The contention that the Court will not decree the forfeiture of a vessel unless the complicity of the master or other officer in the illicit act is shown, is not in our view supported by the Hawaiian cases cited, and is not supported by the text of the statute. In Re The Mary Belle Roberts, 3 Hawn., 823, where the captain had concealed opium, a part of which he had landed, question was raised whether the ship, which is the property of innocent third parties, be forfeited by the unlawful proceeding of the master. The Court say it would be sufficient to make answer that the statute of this Kingdom expresses in language too plain to admit of other construction, that such a penalty may be enforced.

The supplementary Act which we are considering differs from the Act which it supplements in this, that the penalty for having opium in a secret or disguised place is the single one of forfeiture of the ship.

C. W. Ashford (Attorney-General), for the libel. A. S. Hartwell, proctor for respondents.
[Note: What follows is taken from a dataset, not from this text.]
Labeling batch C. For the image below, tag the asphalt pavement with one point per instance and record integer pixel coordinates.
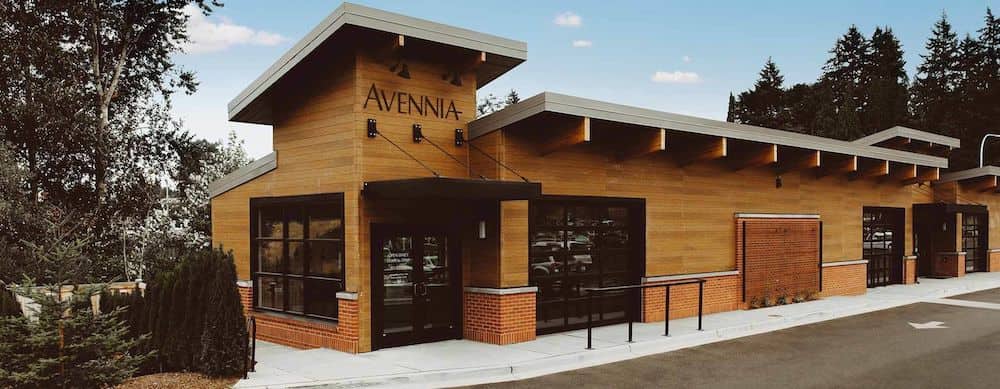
(875, 350)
The Attorney-General can then proceed in no other form. The meaning of the statute is unmistakable. The administration must be trusted with the discretion of proceeding under it in such a way as shall commend itself to the sense of justice of the nations having commerce with us.

Customs laws of great severity are found among the statutes of all commercial nations. “The vessel which commits the aggression is treated as the offender, as the guilty instrument or thing to which the forfeiture attaches, without any reference whatsoever to the character or conduct of the owner.” Per Mr. Justice Story, cited In Re The Mary Belle Roberts.

The libel sufficiently avers the offense under the statute, in alleging that at the time of the arrival of the brigantine at the port of Kahului there was contained on board the opium placed as described. The language of the statute in the earlier part of the section prescribes prohibited goods “found on any ship within the limits of any port,” and in the latter part “having opium on board concealed,” etc.

The demurrer is overruled on all points with costs.

The respondents have leave to file answer within ten days.